I couldn’t , but then again, I didn’t try very hard. The rain was still coming down in a strange, pulsing rhythm; it would pour hard for three minutes, and then mist for five. Again, and again, and again. “Taiwan Touch Your Heart” all the bus stops and airport billboards had proclaimed when I’d lived there, but I’d always been one of those people who felt the island more clearly through my stomach. I ate lunch three different times, marveling at how like my memories everything looked and tasted. Here, in the dumpling shop, the paint is chipping and they’ve begun to experiment with hanging what may be art on one wall but not the other. There, at the jianbing stand, an egg pancake is still 35NT but 40NT if you add cheese (a real indulgence for me when I lived there). Further on, I would find that the street where I had first arrived had changed completely, so much so that I walked past it three times before finally recognizing it by the name of the side street perpendicular to it (the particularly indelible and near inexplicable “Roosevelt”). Now there is a taco shop, a large open cafe, and a collection of bright pink signs by the local neighborhood association protesting the taco shop and open cafe for the “noise and pollution” they bring to a neighborhood that I could have told them was never ever known for being quiet or clean. In 2009, my cab driver dropped me off directly in front of the hostel where I would live for the next 10 days while I searched for an apartment. Thanking him, I immediately walked further down the lane, ignoring his calls from the cab that I had already arrived and was in fact leaving my final destination. As I stood outside a different, similarly-named establishment, I sat on top of my oversized suitcase, brushed away the mosquitos, and cried loud, stupid tears in the hot sun.

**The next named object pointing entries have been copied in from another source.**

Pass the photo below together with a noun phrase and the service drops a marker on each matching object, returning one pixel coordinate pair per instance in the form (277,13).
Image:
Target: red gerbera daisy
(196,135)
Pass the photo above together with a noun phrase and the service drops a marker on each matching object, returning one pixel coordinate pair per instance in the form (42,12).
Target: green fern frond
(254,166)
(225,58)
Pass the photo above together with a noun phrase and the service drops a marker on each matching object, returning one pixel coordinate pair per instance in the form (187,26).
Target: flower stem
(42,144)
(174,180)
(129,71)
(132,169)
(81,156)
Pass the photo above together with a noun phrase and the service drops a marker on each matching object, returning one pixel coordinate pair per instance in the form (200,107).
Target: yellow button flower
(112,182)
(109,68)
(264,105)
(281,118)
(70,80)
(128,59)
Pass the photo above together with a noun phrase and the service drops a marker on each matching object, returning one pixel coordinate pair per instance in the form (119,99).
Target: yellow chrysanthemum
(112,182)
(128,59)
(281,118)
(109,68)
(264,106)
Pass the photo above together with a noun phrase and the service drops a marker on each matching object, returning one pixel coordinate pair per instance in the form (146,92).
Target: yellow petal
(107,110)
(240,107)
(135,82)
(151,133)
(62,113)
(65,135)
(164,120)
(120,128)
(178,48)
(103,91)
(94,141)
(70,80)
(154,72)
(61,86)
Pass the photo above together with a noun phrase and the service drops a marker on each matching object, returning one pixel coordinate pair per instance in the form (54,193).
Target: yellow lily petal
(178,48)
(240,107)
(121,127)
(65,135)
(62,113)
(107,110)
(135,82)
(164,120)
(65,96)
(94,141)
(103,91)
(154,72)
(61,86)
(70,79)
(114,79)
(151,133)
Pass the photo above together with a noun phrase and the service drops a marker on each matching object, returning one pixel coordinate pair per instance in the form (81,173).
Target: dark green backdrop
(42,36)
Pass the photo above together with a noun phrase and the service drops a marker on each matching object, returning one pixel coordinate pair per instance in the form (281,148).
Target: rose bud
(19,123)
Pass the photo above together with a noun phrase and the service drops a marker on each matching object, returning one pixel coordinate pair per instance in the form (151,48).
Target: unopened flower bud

I cried, but not before calling the same person I’d called to disavow from a field in the then-suburbs of Shanghai only a few months before. What good, then-me must have thought, is feeling sorry for yourself if no one else knows they should feel sorry for you too? Standing on the street this past week, looking at the exact, unturned stones where I had wept into the first of many expensive international phone calls, I wish I could have tapped that girl on the shoulder. I would have told her to retrace her steps; the place she was looking for was 20 meters back up the street, exactly where the cab had dropped her off. It would be difficult to stop there, though. I might want to tell her to be not irritated but apologetic to the woman who would come, eventually, and let her into the hostel without blaming her for her stupidity. I would want to tell her to get used to crying alone, especially in airports. And I wouldn’t be able to help myself; I would have to tell her to think carefully the morning after she comes home from a perfect night out and decides to apply to grad school because “otherwise she’ll never leave this island.” It turns out, I might say, that there are worse temptations to yield to than being a willing prisoner on a tropical island for the rest of your life. It turns out, I might murmur without meaning to sound menacing, that even the right decisions can leave you plagued by useless questions that do not easily bubble up or float, harmlessly, away.